With the U.S. election right around the corner, the markets are primed for a week of intense action. As traders settle in for what could be a wild ride, we're zeroing in on the S&P 500’s most important support and resistance zones.
Anticipated Surge in Volatility and Volume
As election day arrives, expect a surge in both volatility and volume, especially in bonds and currency markets. Last Thursday’s market sell-off set the tone, with heightened swings likely to spill over from futures into the open markets by mid-week.
Adding fuel to the fire, the Federal Reserve’s decision on Thursday could be another volatility catalyst, particularly if the central bank makes a surprise move on rates. Right now, option data on the S&P 500 suggests that the market is bracing for a potential swing of over 2%, indicating expectations of a lively week.
Whilst volatility is the life blood of short-term trading, only the prepared are likely to benefit as wild swings tend to spark panic among those without a plan. With this in mind, let’s take a look at the key levels to watch on the S&P 500…

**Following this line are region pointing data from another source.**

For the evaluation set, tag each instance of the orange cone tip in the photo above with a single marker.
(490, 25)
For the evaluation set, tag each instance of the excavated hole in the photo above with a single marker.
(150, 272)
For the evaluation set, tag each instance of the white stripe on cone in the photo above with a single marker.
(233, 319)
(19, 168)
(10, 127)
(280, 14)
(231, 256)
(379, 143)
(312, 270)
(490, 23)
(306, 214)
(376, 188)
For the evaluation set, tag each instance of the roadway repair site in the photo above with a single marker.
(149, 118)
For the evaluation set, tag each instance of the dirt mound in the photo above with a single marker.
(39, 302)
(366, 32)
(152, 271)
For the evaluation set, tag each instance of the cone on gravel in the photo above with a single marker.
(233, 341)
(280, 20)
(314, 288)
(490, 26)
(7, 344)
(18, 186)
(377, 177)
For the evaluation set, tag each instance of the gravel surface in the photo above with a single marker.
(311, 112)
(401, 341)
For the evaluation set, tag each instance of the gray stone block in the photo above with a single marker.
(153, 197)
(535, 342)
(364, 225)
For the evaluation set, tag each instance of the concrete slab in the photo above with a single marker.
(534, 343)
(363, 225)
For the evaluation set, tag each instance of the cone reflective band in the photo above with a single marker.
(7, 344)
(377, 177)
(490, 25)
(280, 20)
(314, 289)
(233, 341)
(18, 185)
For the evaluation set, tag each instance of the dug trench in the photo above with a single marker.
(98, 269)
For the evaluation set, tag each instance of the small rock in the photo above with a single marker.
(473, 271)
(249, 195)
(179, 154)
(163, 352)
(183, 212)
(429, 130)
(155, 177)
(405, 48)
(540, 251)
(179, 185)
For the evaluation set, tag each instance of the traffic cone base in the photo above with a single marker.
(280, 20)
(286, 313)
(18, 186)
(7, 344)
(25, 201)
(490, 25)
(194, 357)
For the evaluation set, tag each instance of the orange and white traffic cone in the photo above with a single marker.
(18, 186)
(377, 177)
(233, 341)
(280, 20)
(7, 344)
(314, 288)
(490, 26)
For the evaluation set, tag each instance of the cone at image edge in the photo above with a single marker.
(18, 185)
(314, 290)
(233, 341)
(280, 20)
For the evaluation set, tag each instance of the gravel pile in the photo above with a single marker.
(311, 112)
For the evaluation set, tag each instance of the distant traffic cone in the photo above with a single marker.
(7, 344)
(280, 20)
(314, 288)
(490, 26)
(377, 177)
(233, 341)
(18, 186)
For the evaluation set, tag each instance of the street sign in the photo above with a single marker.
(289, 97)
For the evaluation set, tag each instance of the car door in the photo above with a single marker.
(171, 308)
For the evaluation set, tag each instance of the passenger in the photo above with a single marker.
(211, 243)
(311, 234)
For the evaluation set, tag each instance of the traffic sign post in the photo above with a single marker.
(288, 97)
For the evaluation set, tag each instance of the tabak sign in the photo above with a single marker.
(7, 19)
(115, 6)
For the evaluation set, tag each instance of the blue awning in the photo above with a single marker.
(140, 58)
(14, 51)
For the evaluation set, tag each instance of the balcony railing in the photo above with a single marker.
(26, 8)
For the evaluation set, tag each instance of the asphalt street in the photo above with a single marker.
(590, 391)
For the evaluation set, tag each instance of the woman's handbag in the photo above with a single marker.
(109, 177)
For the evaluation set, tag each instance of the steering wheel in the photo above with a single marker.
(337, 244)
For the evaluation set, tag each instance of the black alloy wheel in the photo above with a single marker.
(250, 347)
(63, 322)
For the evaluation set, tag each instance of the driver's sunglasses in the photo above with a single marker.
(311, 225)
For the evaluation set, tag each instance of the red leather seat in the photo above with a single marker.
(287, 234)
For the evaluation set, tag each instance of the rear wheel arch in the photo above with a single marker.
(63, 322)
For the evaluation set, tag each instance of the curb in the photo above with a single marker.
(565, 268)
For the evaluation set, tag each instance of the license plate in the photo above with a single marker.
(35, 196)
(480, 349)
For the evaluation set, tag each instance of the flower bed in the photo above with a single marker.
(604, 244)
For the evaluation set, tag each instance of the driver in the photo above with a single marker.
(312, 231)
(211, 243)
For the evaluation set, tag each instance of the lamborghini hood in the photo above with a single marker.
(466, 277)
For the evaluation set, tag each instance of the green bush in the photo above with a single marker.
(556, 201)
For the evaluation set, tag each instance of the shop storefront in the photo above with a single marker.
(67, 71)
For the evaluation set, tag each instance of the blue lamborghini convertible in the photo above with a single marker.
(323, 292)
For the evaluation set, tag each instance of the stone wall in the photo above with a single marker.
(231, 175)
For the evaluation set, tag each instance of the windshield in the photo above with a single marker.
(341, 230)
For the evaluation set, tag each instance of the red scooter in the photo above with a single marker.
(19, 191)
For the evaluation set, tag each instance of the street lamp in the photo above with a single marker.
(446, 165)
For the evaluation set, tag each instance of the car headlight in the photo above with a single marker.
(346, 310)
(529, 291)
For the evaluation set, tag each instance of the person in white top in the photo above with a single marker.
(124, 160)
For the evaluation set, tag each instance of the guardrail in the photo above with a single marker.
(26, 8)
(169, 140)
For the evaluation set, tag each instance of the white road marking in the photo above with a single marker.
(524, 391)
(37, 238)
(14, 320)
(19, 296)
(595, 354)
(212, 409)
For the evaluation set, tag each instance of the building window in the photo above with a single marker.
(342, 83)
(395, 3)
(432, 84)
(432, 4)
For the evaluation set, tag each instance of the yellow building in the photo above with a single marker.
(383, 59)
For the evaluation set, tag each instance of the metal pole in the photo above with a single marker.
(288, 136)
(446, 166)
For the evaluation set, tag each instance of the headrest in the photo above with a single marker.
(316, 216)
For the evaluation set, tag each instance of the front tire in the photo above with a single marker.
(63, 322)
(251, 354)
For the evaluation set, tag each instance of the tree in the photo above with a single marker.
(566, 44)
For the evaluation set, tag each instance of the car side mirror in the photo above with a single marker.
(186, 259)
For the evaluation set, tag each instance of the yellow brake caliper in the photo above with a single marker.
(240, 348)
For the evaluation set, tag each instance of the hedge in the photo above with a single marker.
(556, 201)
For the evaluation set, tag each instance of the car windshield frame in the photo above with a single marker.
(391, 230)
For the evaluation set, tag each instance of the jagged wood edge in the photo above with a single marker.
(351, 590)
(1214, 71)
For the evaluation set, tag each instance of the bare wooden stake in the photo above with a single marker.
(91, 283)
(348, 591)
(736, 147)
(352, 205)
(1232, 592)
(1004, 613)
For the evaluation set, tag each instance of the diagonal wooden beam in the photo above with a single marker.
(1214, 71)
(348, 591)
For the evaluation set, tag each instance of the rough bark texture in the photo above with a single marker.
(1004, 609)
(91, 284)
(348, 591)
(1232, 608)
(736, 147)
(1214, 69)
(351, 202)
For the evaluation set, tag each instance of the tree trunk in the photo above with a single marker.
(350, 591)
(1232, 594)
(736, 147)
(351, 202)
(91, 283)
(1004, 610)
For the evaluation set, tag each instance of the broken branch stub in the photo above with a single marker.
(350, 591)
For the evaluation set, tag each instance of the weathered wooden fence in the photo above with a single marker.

Key Levels to Watch on the S&P 500
On the technical front, the S&P 500’s long-term uptrend has taken a breather, and last Thursday’s drop brought the index back to a critical area: the 50-day moving average (MA). This level, which aligns with the July swing highs, has held up well so far, and it’s a key line of support that many traders are eyeing as we move into the election. If this support gives way, the next stop is the September lows near the 200-day moving average—a level that often serves as a guardrail for the broader trend.
For resistance, we’re watching the top of Thursday’s gap as the first challenge for any bounce attempt. Above that, the trend highs present another barrier, where the bulls will need solid momentum to push through. These levels provide a solid framework to navigate the week ahead, where a breakout or breakdown will likely signal a directional shift in the broader market sentiment.
S&P 500 Daily Candle Chart Past performance is not a reliable indicator of future results
Using Anchored VWAP to Gauge Market Control
When it comes to analysing who’s in control of the market—bulls or bears—anchored VWAP (Volume Weighted Average Price) is one of our go-to tools. Here’s how we use it: by anchoring a VWAP to the recent highs, we get a read on where sellers are likely to assert pressure. This essentially serves as a ceiling, marking where bearish momentum could reassert itself. On the flip side, anchoring VWAP to recent lows shows us where the buyers are holding their ground, creating a critical support point.
These anchored VWAP levels act as dynamic markers of control, giving us a pulse on the ongoing battle between bulls and bears. In a week like this, with election headlines swirling and technical levels tested, VWAP is an invaluable tool to track whether buyers or sellers have the upper hand at any given moment.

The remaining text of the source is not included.